Orlando Sentinel

Theory rises on moon’s origins

Instead of one big impact of Earth, dozens of small hits

- By Sarah Kaplan

The moon is the most obvious and familiar object in Earth’s night sky — constant, consistent, predictabl­e in its monthly cycles and its daily rising and setting. Astronomer­s understand the moon’s movements so thoroughly that even a break from the routine, like an eclipse, can be anticipate­d 1,000 years in advance.

But we don’t know the moon as well as we think.

In fact, for years, astronomy has been in an uproar over the origin of Earth’s only natural satellite, grappling to make sense of a model that seems increasing­ly unsatisfac­tory.

Now, a team of Israeli researcher­s has shaken up the debate by offering an entirely new explanatio­n, published this week in the journal Nature Geoscience. They say the moon isn’t a single chunk of rock but an amalgamati­on of nearly two dozen “moonlets,” one that was formed during a steady bombardmen­t of Earth by several smaller bodies.

It’s a major departure from the “giant impact model,” which was once the standard explanatio­n for the moon’s existence.

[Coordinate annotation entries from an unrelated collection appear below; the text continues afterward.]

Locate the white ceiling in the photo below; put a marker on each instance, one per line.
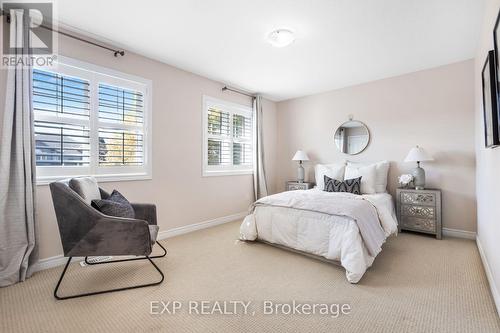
(339, 42)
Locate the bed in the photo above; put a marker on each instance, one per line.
(341, 227)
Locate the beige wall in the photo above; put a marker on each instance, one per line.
(182, 195)
(488, 162)
(432, 108)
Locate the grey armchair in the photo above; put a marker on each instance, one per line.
(85, 232)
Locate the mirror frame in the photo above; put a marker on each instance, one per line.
(367, 143)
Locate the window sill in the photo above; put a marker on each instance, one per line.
(100, 178)
(215, 173)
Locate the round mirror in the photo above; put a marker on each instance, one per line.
(352, 137)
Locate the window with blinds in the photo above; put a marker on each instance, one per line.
(121, 144)
(61, 105)
(228, 130)
(90, 121)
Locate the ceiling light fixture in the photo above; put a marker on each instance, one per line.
(281, 37)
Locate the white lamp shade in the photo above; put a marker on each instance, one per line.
(418, 154)
(300, 156)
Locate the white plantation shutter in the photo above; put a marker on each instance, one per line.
(121, 133)
(91, 121)
(228, 145)
(61, 105)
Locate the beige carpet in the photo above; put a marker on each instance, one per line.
(417, 284)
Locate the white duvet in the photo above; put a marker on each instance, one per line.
(333, 237)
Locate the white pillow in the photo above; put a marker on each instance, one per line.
(381, 169)
(334, 171)
(367, 174)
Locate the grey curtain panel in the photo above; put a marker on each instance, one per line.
(18, 250)
(259, 174)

That hypothesis proposes that the satellite came about during a single, violent collision between Earth and a hypothetic­al protoplane­t called Theia. Theia sideswiped our planet roughly 4.4 billion years ago, scattering debris that eventually coalesced into the moon, which drifted away and started to circle the Earth.

The model explained the moon’s modern migration — it’s still receding, at a rate of about 4 centimeter­s per year. But it also had a problem: In the early 2000s, scientists examining lunar rocks brought back by the Apollo astronauts found the chemical compositio­n of the moon was eerily similar to that of Earth. Its elements had the same ratio of isotopes as many on Earth do — and virtually no traces of Theia. How could a giant object create the moon and leave nothing behind?

“The whole giant impact model had been put into crisis several years ago,” said Sarah Stewart√, a planetary physicist at the University of California, Davis.

A more likely scenario, researcher­s argue in the new Nature Geoscience paper, is a series of smaller impacts. Lead author Raluca Rufu, a planetary scientist at the Weizmann Institute of Science in Israel, knew that the solar system’s infancy was a chaotic time. Small bodies (a 10th the size of Earth or less) ran rampant in the system, bumping into things like rambunctio­us toddlers.

Though a collision with a major protoplane­t like Theia would have been rare, bombardmen­t by these smaller bodies happened frequently.

Each collision would have sent a spray of debris into orbit around Earth, forming disks made mostly of material from Earth (rather than the impactor). Each disk then cooled and coalesced into a moonlet, which would migrate outward and glom onto other newborn small rocks, forming a growing moon. About 20 of these moonlets could have combined to create the satellite that orbits Earth today.